What major events have occurred in the “REIT world” in the past 12 months? What are the key factors – both positive and negative – pertaining to the performance of REITs over the past year? Are REITs a good investment now?
A wide ranging discussion among portfolio managers on their views of the Canadian securitized real estate market, whether this is a good time to buy, sell or hold REIT units and REOC shares, and what are the key expectations that govern their current investment decision-making. Some comparative with the U.S. market will also be examined.

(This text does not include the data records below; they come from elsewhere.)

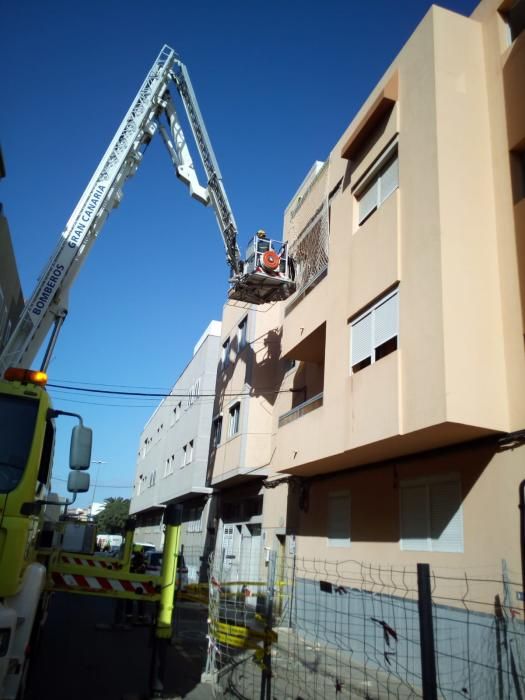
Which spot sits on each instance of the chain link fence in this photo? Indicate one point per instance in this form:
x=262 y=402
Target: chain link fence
x=317 y=629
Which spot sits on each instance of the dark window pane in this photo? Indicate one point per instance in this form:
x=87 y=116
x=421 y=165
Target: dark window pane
x=386 y=348
x=17 y=426
x=361 y=365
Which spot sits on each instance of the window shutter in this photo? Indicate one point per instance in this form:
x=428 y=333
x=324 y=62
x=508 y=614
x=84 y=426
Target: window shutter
x=389 y=180
x=361 y=339
x=446 y=517
x=339 y=520
x=414 y=518
x=386 y=320
x=368 y=200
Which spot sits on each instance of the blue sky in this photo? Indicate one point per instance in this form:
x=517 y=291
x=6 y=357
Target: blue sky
x=277 y=83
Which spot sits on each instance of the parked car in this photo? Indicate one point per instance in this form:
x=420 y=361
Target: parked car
x=154 y=567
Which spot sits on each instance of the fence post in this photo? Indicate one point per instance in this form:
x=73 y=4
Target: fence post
x=266 y=675
x=426 y=633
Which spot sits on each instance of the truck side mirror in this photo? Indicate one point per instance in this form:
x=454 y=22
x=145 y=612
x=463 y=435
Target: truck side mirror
x=80 y=449
x=78 y=482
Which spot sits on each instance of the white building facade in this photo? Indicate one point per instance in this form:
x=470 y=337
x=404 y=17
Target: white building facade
x=173 y=457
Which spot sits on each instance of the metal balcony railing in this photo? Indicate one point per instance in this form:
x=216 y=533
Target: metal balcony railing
x=301 y=410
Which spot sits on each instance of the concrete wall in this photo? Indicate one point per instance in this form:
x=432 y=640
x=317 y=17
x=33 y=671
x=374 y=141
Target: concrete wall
x=178 y=420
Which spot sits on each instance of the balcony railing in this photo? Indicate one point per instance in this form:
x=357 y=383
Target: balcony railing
x=301 y=410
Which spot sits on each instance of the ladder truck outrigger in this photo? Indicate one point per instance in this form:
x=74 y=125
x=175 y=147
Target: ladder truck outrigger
x=27 y=418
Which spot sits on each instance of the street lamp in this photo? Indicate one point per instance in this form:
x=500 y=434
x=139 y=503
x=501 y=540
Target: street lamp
x=98 y=462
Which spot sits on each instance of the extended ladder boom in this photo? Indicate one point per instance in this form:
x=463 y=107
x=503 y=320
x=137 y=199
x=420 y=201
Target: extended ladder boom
x=219 y=200
x=48 y=302
x=47 y=305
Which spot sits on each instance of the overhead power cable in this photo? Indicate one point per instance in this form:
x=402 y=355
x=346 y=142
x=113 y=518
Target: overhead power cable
x=152 y=395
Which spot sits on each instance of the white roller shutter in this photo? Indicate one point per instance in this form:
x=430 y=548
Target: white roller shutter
x=386 y=320
x=361 y=339
x=389 y=179
x=368 y=201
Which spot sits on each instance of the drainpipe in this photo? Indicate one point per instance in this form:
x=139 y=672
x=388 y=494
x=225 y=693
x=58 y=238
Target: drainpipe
x=522 y=540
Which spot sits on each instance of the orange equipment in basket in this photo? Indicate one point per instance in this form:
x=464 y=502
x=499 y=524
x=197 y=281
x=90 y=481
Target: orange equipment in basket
x=271 y=261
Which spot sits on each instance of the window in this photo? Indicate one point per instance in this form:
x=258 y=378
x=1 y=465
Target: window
x=168 y=466
x=339 y=519
x=373 y=334
x=288 y=365
x=517 y=168
x=225 y=357
x=241 y=333
x=431 y=516
x=235 y=412
x=514 y=17
x=195 y=520
x=217 y=431
x=384 y=181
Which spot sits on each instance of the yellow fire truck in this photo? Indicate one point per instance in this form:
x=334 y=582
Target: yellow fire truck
x=27 y=419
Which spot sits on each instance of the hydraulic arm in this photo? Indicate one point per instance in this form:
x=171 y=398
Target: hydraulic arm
x=152 y=109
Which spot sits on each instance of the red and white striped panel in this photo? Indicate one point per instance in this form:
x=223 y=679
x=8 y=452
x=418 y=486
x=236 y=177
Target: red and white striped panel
x=95 y=563
x=99 y=583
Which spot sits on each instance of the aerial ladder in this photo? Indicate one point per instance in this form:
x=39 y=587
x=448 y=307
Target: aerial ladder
x=27 y=428
x=264 y=276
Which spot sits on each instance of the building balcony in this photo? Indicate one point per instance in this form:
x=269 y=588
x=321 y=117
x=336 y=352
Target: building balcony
x=301 y=410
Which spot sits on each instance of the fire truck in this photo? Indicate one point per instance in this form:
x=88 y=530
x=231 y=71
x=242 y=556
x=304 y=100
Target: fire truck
x=28 y=421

For many REITs and REOCs, development is one of their key growth strategies in today’s market. The economics of building new assets have been compelling when compared with cap rates to buy existing ones. Are development strategies the result of cap rate compression that has priced REITs out of acquisition? But with rising land and construction costs, is the pro forma starting to change and associated risk increasing? This panel will examine these and other questions in greater detail. How are REITs equipped to execute development strategies when their original structure was not designed with this capability in mind? How does management overcome these challenges? What have been the experiences of REITs to-date with new developments? What have been the “actual” returns? How are development returns being measured? What are best practices in reporting success? Should development oriented REITs become low or no dividend corporations? How have U.S. REIT experiences compared with Canadian developments? Are REITs making appropriate profit from development to compensate investors for level of risk? From where will development talent come? How can REITs balance the need for disclosure regarding new developments in order to enhance value with the need to keep many aspects private for negotiating or approval reasons?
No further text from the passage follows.